Updated from its original posting on 14-01-2011
In trading, fear comes from the increased possibility of price hitting your stop loss. I say increased because the possibility of losing is always there, so fear usually kicks in when the probability of losing suddenly rises.
Experiencing fear is normal. In fact, fear is considered a basic survival mechanism. Without fear, we won’t be able to recognize danger and respond appropriately. The problem with fear comes when we let the perceived danger of stopping out or losing money scare us into making a decision that goes against good trading habits and our pre-determined trading plan.
Let’s say you are holding a long EUR/USD position. You bought it at 1.1220, and price is currently at 1.1205, so you are down 15 pips.
Your stop is at 1.1190, just below the support at 1.1200. At this point you are very nervous, and very afraid, especially since your last trade was a loss.
Simply put, you are experiencing fear.
You think to yourself that you cannot handle it anymore, and do not want to lose more than you already have.
You close early.
Can you guess what happens next?
Support holds, and price shoots up a few hours after. Your fear caused you to irrationally close a valid, high-probability trade! D’oh!
Once you identify the reasons behind your fear, you can use them to make better trading decisions. If you’re able to analyze the root of your fear, you can look back at your trading plan which should help you decide what to do in that scenario.
Let’s go back to that long EUR/USD trade that I mentioned earlier. For instance, you heard news that Greece might default on its debt (not an unlikely scenario, if you ask Forex Gump!) while your trade was open. This makes you feel uncomfortable with your long euro position, so you experience fear.
Now, there is a change in the fundamental landscape and an increased probability of a losing trade, so it may be better to exit your trade even before it hits your stop.

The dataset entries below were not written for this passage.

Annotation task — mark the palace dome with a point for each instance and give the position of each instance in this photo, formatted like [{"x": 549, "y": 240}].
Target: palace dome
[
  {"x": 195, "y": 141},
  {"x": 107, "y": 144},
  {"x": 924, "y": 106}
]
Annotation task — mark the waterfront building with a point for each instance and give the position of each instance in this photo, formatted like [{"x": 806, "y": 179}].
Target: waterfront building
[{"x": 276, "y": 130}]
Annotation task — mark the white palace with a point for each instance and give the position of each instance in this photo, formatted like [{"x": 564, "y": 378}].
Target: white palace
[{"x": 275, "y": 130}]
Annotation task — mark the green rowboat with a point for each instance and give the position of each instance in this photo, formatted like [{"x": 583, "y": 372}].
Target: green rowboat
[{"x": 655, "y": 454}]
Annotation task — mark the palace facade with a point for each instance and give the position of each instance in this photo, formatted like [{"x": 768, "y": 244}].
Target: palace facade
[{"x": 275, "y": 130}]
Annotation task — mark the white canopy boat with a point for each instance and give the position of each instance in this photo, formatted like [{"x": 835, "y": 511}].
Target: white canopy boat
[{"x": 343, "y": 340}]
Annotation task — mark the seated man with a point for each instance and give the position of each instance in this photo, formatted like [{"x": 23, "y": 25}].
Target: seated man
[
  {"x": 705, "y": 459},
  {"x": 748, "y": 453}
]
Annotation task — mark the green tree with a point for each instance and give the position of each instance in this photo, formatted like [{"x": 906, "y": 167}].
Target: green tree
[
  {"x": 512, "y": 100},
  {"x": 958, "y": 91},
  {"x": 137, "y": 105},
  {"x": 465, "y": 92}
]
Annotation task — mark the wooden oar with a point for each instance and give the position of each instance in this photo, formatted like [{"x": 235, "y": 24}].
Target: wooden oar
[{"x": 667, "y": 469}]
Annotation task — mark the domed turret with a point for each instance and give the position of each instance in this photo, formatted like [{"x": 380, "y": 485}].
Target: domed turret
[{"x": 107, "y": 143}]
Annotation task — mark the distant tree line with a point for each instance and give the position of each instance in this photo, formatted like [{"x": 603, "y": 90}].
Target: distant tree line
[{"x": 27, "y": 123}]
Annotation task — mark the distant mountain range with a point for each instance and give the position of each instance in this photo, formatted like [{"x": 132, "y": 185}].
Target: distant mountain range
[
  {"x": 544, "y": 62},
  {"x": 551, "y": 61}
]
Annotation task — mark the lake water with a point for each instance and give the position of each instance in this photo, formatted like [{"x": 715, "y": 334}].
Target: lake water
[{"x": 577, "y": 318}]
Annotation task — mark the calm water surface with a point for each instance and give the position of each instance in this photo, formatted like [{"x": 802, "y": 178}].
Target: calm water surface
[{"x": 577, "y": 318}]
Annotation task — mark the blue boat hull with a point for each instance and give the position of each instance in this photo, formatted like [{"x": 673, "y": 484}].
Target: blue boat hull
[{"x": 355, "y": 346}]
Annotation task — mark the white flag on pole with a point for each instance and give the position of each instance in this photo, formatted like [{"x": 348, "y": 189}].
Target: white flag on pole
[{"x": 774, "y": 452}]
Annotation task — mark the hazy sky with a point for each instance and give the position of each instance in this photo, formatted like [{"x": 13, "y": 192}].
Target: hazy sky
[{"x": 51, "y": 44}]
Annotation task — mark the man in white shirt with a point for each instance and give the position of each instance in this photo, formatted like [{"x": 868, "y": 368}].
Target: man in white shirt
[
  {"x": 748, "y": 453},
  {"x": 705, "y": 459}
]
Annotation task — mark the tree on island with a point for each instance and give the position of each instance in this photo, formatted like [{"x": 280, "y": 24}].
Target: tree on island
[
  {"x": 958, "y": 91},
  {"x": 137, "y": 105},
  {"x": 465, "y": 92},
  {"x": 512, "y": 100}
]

Once price breaks below support at 1.1200 and plummets, you’ll be patting yourself on the back for acknowledging a valid change in the environment instead of closing your trade purely on fear alone.
For those of you who need your very own checklist, here’s the TL;DR (too long; didn’t read) version:
1. Embrace fear
Fear is part of human nature and everybody experiences it, so embrace fear and focus on dealing with it. You have to find a way to use this negative emotion to your advantage or as Brett Steenbarger, author of The Daily Trading Coach, puts it – make fear your friend.
2. Identify the source of your fear
Did the funny tingling in your tummy come from valid reasons like a break in support and change in market sentiment, or was it just because you had a nightmare about your trade the night before? Learn to identify the good kind of fear from irrational fear so you can focus on acting on it.
Because fear warns you that something doesn’t feel right about a trade, you should try to figure out what exactly is going wrong. Ask yourself these questions:
- Why am I feeling uneasy?
- Is it simply because I’m afraid to lose?
- Or are there fundamental or technical factors telling me to exit this trade?
3. Use fear to make better trading decisions
Once you pinpoint the source of your fear, make the necessary changes in your trades. This way you have turned your fear into an area of growth and improvement.
As super trading coach Brett Steenbarger says, “Confidence isn’t the absence of fear; it’s the knowledge that you can perform your best in the face of stress and uncertainty.”